The Jerusalem Post, August 28, 2002
Editorial: MOUNTING IRRESPONSIBILITY
Anyone wondering just how dangerous governmental indifference can be need only take a look at the southeastern corner of the Temple Mount in Jerusalem, for the evidence to be found there is simply overwhelming.
After years of blithely ignoring the Muslim Wakf's illegal and unsupervised construction on the Jewish people's holiest site, the government now finds itself in a quandary. A 10-meter-wide bulge in the wall has emerged, and archeologists are warning that it could disintegrate into a heap of rubble at any moment.
Warning of imminent danger both to public safety as well as to the Mount's unparalleled archeological heritage, the apolitical Committee for the Prevention of the Destruction of Antiquities sent a letter to Prime Minister Ariel Sharon this week noting that there exists "a clear and present danger that the southern part of the Western Wall and the Temple Mount might collapse."
Speaking to Israel Radio yesterday, Dr. Eilat Mazar, a leading committee member, was even more blunt, saying that the question now is not if the wall will cave in, but "whether the wall will collapse on thousands of worshipers or if it will happen in a controlled manner." As this paper reported yesterday, this dire assessment of the situation was seconded by the Antiquities Authority, which has been prevented by the Wakf from visiting the site to survey the damage or repair it.
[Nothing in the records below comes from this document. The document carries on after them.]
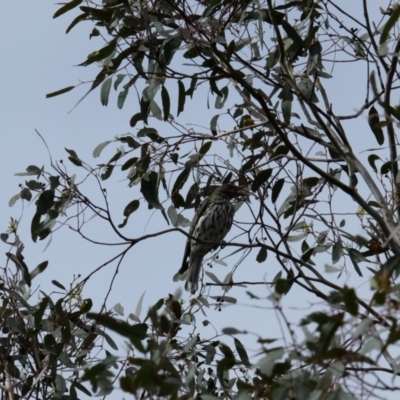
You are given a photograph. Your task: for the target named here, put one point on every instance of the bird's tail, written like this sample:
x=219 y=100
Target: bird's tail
x=193 y=274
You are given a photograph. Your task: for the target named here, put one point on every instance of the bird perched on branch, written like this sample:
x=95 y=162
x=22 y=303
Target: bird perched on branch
x=211 y=223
The head of the authority, Shuka Dorfman, said on Monday, "I cannot tell you when it will happen, and I do not know what section will fall, but I can tell you that the southern wall is indeed in danger of collapse." Efforts to negotiate with the Wakf have proven fruitless, Dorfman said, noting, "The necessary cooperation needed with the Wakf is nonexistent. We cannot get in to carry out the tests."
Jerusalem Mayor Ehud Olmert rightly emphasized the critical nature of the situation yesterday, when he said in a radio interview that, "There are serious grounds for the concern that it could collapse. In my view we have reached the moment of truth." With such an alarm being sounded, it is time for the government to wake up and take notice. The damage to the Temple Mount would be inestimable should such a collapse be allowed to occur. It would constitute a grave desecration of the holy site, one that would almost certainly fuel further religious tensions in a region already awash in them.
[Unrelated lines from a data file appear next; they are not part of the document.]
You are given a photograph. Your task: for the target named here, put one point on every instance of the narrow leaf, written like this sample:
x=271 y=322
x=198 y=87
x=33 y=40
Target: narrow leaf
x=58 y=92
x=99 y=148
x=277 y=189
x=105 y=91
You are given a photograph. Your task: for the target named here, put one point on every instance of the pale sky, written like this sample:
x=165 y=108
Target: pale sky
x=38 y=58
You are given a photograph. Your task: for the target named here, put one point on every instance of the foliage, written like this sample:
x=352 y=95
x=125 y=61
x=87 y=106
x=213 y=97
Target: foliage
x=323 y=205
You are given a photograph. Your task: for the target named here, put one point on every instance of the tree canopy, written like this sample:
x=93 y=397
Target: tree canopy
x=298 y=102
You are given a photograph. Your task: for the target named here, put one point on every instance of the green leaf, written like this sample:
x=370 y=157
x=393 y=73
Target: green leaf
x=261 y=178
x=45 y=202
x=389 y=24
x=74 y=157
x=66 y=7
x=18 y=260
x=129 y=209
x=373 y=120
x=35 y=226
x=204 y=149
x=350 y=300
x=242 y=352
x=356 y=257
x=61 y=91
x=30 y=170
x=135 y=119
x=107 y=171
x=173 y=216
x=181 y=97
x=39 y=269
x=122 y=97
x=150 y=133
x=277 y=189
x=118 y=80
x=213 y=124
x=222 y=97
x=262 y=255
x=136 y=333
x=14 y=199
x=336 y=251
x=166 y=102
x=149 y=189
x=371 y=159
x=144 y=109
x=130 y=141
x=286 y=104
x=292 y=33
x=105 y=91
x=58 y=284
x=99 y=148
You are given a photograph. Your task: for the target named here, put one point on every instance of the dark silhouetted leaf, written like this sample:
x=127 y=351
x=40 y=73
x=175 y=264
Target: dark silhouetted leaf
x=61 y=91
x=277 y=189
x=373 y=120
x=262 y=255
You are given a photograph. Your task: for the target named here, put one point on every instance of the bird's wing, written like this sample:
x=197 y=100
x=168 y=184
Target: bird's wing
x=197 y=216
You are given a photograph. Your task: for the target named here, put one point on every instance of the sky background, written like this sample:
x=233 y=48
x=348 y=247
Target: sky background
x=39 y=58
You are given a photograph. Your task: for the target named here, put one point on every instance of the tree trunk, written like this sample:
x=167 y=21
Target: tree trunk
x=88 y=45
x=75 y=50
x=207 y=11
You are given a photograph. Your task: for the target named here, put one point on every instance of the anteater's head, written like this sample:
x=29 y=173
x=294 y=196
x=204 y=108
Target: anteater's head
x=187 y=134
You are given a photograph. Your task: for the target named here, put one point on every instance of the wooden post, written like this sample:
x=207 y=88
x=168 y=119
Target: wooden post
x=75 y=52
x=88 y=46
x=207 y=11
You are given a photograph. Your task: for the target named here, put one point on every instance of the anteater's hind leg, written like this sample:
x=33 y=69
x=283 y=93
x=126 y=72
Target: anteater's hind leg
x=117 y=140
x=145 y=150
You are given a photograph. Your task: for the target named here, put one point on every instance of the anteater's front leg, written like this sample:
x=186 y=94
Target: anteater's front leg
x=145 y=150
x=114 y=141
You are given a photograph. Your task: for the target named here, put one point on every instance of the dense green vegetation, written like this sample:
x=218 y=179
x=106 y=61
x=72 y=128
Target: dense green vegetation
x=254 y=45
For its part, the Wakf asserts that the bulge in the Mount has been there for three decades, and that in any event it will not allow anyone to oversee its work on the site. Nevertheless, as archeologists have noted, the bulge has grown both in size and scope.
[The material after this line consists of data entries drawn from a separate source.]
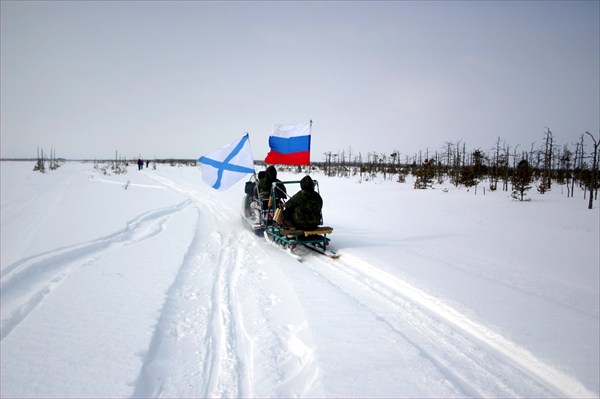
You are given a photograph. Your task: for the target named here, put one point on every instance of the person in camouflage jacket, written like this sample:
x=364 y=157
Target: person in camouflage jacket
x=303 y=210
x=264 y=184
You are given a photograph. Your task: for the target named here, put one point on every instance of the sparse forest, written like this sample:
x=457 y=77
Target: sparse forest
x=501 y=167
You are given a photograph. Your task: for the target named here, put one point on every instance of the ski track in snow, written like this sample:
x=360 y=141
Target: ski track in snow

It is therefore nothing less than scandalous that Sharon and Internal Security Minister Uzi Landau, who oversees the police, would allow the Wakf to continue to thumb its nose at the law in open defiance of the state and its institutions. Though this studied indifference has typified successive Israeli governments of both the Left and the Right, that is hardly a convincing excuse to permit such lawlessness to continue.
The Wakf needs to be held accountable for its actions on the Temple Mount, and it is time for Israel to finally assert its full sovereignty over the area. It can start doing so by putting an immediate end to all Wakf construction on the site. Teams of engineers and archeologists should be dispatched immediately to determine how best to prevent a catastrophic total collapse of the southern wall of the Mount, and all measures necessary to repair and refurbish it should be undertaken forthwith. Failure to do so will not only send a message of Israeli weakness to the Palestinian Authority, which controls the Muslim Wakf, but could very well imperil the structural integrity of the site itself. Israel has thus far refrained from taking action for fear of how the Muslim world would react. But should the southern wall indeed collapse, it is not too difficult to imagine just who the Arab states would decide to blame. The time to act, therefore, is now, before it is too late.